By Josh Friedman || Contributing Writer 

photo courtesy of commons.wikimedia.org

 

As March Madness “marches” on, the labor that athletes endure on behalf of their schools 

continues as well. The two teams in the finals of the tournament will have played six games. Those players, along with their opposition on the road to victory, have dedicated the entire month of March, and really their entire collegiate careers, to their respective programs. These “student athletes,” with the expectations placed upon them, often get only a fraction of the educational experience promised. While some receive full scholarships, those who do not face a very difficult and unpredictable college experience. With the demanding structure of NCAA Division 1 athletics, a billion dollar industry, why must the students remain unpaid?

My first grievance with the NCAA is the artfully crafted label of “Student Athletes.” Repeated throughout every commercial, the student athlete was a name created to maintain and afirm the amature status attached to all college athletes. “Amateur competition is a bedrock principle of college athletics and the NCAA. Maintaining amateurism is crucial to preserving an academic environment in which acquiring a quality education is the first priority,” the NCAA official website states. If so, then it is disconcerting that there have been so many scandals regarding the academic performance of many Division 1 athletic programs. Perhaps most notably would be the incident during which students from the University of North Carolina were enrolled in fake essay-based courses to guarantee their academic eligibility. In an effort to prevent any form of corruption within their organization, the NCAA has became far more corrupt.

Protected by an incredible amount of red tape, the NCAA’s current legislation keeps student athletes from receiving the compensation they deserve. I agree that if schools could bid for their recruits, the spirit and integrity of the game would disappear. It is okay for a student to select a school based on the amount of scholarship offered, because a college education is incredibly expensive. While being an eyecatching athlete can help one gain entry into a prestigious university, efforts to maintain one’s scholarship could be futile if a player is injured. In this situation, the school cannot expel the student, but is within its right to pull the scholarship.

In many cases, the athletic scholarships are their only means of retaining a student. A player from a low income family could see a full scholarship as an incredible blessing, but there is a great risk of losing everything from an injury. At least in professional sports, an injured player is placed on paid injury reserve or bought out of the remainder of their contract. While the average yearly salary of a NCAA coach is $1.64 million, students receive no direct payment from the school. Is it necessary to set aside such large funds for the coach and reject setting aside any portion for the players?

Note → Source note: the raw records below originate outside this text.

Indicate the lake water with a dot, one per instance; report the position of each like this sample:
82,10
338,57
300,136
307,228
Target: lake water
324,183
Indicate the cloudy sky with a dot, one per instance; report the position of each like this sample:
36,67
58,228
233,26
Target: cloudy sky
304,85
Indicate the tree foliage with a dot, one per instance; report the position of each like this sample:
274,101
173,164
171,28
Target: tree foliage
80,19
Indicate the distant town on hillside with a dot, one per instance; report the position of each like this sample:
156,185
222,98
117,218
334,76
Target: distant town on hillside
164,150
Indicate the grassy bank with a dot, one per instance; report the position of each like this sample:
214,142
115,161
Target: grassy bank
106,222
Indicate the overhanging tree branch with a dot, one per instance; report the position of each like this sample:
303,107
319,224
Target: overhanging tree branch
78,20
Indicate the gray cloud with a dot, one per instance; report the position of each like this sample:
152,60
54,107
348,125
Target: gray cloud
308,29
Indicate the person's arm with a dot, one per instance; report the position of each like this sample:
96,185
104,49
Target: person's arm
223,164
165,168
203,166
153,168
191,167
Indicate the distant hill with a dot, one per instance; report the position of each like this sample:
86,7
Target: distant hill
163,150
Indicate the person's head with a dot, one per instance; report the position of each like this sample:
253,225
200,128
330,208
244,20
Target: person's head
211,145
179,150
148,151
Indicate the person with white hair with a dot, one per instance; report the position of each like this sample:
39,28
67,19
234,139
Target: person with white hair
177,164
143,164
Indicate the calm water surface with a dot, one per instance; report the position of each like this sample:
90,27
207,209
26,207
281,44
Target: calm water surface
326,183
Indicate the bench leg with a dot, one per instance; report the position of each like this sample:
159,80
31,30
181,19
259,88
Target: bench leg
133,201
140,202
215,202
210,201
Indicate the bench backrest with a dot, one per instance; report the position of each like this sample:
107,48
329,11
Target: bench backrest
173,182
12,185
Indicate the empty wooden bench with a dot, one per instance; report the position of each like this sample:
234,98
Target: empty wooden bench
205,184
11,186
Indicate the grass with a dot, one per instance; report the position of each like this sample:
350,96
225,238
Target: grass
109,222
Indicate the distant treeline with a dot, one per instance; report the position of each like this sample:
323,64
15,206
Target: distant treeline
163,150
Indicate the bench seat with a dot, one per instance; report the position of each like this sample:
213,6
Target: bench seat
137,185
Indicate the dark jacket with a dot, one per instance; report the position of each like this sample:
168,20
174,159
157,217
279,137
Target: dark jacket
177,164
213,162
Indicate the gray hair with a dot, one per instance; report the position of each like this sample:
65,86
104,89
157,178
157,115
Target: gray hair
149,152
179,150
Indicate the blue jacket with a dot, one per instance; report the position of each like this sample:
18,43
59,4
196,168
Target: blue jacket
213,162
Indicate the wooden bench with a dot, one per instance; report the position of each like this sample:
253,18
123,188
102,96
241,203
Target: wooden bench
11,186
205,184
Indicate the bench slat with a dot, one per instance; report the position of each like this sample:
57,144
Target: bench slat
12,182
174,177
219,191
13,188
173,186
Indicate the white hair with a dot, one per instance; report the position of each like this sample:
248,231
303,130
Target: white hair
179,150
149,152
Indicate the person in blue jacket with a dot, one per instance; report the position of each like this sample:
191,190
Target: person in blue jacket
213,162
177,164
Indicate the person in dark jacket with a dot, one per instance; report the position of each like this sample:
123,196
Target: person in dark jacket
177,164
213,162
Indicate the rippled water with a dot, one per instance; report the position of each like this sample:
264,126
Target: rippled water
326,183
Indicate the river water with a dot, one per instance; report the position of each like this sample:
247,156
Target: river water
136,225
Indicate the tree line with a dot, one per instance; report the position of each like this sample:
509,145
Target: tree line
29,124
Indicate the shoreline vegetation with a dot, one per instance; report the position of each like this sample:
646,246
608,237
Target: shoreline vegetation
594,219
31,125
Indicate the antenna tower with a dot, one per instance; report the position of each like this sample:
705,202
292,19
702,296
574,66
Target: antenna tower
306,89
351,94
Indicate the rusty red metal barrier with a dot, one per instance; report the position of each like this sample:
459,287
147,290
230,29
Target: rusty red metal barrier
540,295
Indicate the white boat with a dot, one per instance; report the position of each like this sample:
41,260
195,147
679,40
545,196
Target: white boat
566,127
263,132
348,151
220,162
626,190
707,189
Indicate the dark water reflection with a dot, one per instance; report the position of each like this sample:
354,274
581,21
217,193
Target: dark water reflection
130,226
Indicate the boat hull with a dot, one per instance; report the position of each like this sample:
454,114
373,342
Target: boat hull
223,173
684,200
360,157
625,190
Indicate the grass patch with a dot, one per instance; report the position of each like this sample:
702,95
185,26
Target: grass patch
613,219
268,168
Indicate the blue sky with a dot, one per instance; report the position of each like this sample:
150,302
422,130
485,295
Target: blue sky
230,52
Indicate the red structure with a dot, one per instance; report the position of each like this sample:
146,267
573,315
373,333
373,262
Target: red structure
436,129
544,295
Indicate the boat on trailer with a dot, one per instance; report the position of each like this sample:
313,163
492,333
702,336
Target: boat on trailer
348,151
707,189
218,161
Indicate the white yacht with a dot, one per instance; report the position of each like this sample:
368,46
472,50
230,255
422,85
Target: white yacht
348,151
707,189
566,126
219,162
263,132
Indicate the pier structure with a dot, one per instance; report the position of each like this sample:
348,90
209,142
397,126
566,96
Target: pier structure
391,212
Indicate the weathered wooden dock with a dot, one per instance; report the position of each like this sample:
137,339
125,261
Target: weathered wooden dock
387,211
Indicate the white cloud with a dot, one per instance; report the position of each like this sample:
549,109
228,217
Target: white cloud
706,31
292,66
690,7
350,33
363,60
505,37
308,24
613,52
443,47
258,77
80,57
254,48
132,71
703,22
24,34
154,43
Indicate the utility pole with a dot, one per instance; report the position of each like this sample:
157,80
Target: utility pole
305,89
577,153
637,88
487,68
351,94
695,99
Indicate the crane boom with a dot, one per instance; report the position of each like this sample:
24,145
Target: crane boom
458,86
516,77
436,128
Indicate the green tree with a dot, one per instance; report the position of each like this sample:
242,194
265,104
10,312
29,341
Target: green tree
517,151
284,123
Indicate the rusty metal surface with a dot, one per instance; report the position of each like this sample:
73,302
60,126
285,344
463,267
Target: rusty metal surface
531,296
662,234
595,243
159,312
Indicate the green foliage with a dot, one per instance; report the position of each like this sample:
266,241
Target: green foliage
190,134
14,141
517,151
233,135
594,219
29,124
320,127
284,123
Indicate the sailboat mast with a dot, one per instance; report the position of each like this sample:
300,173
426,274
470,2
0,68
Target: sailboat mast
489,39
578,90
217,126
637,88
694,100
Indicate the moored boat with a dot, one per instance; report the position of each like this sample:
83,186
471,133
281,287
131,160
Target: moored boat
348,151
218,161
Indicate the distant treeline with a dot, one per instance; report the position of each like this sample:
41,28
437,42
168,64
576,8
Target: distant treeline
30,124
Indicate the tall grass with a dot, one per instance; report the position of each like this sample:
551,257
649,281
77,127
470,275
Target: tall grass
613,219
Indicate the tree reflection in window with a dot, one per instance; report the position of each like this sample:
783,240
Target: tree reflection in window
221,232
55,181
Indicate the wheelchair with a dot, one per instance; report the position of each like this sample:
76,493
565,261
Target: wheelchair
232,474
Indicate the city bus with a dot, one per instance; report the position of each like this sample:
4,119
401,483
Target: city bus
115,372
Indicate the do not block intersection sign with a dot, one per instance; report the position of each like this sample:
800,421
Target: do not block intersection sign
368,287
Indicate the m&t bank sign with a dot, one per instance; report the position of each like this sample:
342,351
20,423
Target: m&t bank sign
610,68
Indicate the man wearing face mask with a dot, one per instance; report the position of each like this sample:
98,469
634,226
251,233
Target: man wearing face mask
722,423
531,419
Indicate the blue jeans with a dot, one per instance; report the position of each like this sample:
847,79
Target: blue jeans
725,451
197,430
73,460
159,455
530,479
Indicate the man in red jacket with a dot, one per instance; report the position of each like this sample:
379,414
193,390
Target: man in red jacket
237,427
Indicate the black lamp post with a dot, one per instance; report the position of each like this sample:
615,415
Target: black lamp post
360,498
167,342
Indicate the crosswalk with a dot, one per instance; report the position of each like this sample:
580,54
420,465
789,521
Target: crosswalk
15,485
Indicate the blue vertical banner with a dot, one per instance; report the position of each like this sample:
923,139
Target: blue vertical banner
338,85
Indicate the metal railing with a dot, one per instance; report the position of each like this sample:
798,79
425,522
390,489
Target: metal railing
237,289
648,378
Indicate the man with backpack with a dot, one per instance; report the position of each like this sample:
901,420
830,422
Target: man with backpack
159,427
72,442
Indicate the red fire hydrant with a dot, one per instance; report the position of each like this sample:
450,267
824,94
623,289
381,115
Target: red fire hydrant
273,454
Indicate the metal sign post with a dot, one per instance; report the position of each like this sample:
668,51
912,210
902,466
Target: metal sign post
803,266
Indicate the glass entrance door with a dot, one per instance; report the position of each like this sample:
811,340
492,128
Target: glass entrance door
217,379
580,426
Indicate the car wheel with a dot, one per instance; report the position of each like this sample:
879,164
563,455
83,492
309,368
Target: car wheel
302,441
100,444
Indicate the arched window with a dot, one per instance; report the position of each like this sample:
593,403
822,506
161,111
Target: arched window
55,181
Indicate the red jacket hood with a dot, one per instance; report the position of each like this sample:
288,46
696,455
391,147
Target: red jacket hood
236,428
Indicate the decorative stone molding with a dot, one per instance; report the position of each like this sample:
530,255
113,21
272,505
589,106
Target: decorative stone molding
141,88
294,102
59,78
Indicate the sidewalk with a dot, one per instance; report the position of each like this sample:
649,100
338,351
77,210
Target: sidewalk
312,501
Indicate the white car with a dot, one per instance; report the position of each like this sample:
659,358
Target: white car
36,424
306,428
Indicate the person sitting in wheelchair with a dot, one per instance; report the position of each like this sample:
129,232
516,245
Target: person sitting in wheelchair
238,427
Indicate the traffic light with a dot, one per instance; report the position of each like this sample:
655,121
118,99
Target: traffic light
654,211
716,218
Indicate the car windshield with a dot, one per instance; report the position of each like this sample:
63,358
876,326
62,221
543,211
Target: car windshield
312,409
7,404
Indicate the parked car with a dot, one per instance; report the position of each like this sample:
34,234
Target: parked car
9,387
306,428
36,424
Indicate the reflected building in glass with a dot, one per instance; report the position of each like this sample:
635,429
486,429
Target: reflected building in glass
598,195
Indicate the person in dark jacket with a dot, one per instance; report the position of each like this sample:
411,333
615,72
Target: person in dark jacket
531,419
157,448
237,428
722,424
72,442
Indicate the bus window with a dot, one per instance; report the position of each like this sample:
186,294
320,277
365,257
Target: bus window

By no means do I endorse the establishment of bidding wars for recruits. A school should not be able to offer six figure salaries to students. To introduce something like that to the sport would, without question, tarnish the integrity of the game. Students would make commitments to programs that offered the most money. But what if the NCAA introduced a mandatory set hourly wage for all athletes in Division 1 programs? Perhaps then students could receive their due compensation and the NCAA could avoid a risk of further corruption. Schedules for the current Division 1 athletic programs are incredibly demanding, leaving very little time in the day to devote to academics. Introducing set hourly wages would require schools to budget how many hours during the day the student athletes devote to their teams. Students would get their much needed break from their athletics. That said, it is not my job to implement these wages. It is not my job to help the NCAA work out a means of resolving their incredibly unjust policy. It is just my job to speak up and say that the system, in its present state, exploits its athletes. This controversy has made its way into the spotlight of college athletics. If there is any hope of action, we, as loving fans of these sports, must continue to express our discontent.